尝试在此级别进行内联时,了解其目的和影响非常重要。与 LLVM 为提高性能而进行的内联不同,在 Numba IR 级别进行内联的主要原因是为了允许类型推断跨越函数边界。

例如,考虑以下代码片段

from numba import njit


@njit
def bar(a):
    a.append(10)


@njit
def foo():
    z = []
    bar(z)


foo()

这将无法编译和运行,因为 z 的类型无法推断,因为它只会在 bar 中被细化。如果现在我们为 bar 的装饰器添加 inline=True,该代码片段将编译并运行。这是因为内联对 a.append(10) 的调用将意味着 z 将被细化为保存整数,从而类型推断将成功。
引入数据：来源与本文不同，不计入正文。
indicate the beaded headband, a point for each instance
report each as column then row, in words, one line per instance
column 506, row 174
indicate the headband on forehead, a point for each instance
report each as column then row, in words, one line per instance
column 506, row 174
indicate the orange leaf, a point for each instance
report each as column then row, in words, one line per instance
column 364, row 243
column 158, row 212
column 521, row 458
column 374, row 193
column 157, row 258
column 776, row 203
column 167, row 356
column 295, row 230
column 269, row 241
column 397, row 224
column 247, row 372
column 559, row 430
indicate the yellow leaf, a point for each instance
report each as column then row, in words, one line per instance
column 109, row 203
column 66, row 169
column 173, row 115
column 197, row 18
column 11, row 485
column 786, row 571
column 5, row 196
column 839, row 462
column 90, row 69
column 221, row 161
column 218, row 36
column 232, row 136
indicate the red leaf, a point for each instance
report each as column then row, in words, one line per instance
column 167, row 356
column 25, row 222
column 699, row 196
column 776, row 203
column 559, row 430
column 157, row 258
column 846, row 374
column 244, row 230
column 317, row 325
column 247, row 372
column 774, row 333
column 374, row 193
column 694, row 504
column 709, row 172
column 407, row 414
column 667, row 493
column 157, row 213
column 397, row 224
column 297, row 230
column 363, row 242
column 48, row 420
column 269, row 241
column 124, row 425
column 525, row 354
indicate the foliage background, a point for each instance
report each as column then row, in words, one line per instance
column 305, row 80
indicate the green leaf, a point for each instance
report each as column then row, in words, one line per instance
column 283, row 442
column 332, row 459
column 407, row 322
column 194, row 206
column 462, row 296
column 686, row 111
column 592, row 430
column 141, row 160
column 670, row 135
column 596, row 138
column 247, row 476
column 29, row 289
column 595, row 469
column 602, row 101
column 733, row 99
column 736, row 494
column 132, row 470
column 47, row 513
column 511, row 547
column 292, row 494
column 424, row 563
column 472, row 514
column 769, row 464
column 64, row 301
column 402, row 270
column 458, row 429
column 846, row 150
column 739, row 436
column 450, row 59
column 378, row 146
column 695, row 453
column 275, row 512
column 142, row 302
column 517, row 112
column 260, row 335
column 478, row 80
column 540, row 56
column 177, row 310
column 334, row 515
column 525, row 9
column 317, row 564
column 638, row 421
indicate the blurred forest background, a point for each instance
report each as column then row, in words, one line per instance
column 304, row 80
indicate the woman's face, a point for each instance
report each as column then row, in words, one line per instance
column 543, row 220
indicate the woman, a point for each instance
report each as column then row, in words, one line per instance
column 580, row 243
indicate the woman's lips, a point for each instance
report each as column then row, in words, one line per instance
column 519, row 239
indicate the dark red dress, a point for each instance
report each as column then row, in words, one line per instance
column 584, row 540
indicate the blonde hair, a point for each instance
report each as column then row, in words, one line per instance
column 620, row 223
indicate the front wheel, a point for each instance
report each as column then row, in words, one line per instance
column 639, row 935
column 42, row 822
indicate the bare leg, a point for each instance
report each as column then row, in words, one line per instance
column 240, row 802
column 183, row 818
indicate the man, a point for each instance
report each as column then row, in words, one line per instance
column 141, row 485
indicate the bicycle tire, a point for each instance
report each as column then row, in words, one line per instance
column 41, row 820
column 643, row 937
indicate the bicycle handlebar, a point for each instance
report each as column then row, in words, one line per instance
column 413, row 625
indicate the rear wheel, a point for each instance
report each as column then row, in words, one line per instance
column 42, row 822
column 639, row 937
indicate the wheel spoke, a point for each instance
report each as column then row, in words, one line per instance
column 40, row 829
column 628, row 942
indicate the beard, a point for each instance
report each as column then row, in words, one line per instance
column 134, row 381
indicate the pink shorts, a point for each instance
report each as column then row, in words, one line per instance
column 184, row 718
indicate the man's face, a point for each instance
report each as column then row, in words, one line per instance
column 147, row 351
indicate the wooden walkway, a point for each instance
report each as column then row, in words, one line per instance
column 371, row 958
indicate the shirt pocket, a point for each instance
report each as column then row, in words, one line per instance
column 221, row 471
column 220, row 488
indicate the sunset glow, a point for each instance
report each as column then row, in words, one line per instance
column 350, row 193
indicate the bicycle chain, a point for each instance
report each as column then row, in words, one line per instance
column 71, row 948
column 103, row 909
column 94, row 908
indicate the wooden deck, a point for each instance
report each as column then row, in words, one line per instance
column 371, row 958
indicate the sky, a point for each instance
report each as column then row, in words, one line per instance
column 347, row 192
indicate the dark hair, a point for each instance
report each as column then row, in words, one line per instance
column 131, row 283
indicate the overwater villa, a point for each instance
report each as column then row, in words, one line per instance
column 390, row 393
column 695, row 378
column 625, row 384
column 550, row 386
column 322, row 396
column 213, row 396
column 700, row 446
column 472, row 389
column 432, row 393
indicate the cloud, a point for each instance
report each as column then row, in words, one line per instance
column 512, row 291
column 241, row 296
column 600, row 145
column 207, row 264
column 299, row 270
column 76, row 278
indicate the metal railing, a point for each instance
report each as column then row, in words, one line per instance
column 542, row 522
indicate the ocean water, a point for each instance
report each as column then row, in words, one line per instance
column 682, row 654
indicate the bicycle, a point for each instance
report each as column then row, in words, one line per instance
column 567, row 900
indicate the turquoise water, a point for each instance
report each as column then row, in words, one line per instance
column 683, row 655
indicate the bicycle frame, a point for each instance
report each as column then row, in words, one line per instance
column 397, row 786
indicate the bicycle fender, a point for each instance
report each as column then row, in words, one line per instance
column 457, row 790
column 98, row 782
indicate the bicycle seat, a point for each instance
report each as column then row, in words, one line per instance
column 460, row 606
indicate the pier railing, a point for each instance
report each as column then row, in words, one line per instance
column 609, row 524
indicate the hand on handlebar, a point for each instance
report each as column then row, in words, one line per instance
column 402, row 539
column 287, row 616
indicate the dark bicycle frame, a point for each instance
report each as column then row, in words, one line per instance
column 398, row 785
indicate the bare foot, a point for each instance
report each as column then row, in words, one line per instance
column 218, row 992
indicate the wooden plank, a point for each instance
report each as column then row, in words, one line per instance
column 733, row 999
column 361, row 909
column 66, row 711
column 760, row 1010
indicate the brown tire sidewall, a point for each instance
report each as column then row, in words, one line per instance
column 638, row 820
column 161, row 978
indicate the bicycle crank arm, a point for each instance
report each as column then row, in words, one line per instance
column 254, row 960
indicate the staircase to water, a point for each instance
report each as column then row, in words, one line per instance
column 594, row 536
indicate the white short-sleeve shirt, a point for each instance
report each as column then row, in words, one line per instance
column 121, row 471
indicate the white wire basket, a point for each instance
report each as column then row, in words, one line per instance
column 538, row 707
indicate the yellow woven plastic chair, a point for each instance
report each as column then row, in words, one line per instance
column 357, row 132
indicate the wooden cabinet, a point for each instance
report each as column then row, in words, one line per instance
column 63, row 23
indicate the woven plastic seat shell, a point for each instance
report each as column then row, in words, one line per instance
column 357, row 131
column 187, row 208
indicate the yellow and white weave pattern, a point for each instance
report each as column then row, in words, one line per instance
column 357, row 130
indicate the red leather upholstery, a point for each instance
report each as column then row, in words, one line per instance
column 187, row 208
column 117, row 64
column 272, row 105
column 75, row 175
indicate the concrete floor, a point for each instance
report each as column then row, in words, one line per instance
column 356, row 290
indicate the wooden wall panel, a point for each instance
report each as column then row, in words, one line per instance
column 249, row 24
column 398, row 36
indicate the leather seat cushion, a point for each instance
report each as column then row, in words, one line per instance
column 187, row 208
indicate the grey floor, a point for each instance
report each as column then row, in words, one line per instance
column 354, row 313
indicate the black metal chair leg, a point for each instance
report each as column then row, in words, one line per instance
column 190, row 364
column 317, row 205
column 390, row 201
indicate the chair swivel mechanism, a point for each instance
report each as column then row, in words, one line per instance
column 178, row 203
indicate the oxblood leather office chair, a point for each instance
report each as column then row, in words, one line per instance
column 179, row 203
因此,总而言之,在 Numba IR 级别进行内联不太可能带来性能优势。而在 LLVM 级别进行内联则更有可能。

关键字参数 inline 可以是以下三个值之一:

  • 字符串 'never',这是默认值,表示函数在任何情况下都不会被内联。

  • 字符串 'always',这导致函数在所有调用点都被内联。

  • 一个接受三个参数的 Python 函数。第一个参数始终是请求内联的 callir.Expr 节点,它的存在是为了让函数能够做出与调用上下文相关的决策。第二个和第三个参数是:

    • 在无类型内联的情况下(即使用 numba.jit() 系列装饰器时发生的内联),两个参数都是 numba.ir.FunctionIR 实例。第二个参数对应于调用者的 IR,第三个参数对应于被调用者的 IR。

    • 在有类型内联的情况下(即使用 numba.extending.overload() 时发生的内联),两个参数都是一个 namedtuple 的实例,其字段(对应于它们在编译器内部的标准用法)为:

      • func_ir - 函数的 Numba IR。

      • typemap - 函数的类型映射。

      • calltypes - 函数中任何调用的调用类型。

      • signature - 函数的签名。

      第二个参数保存调用者的信息,第三个参数保存被调用者的信息。

    在所有情况下,函数应返回 True 以进行内联,返回 False 则不进行内联,这实际上允许自定义内联规则(典型用途可能是成本模型)。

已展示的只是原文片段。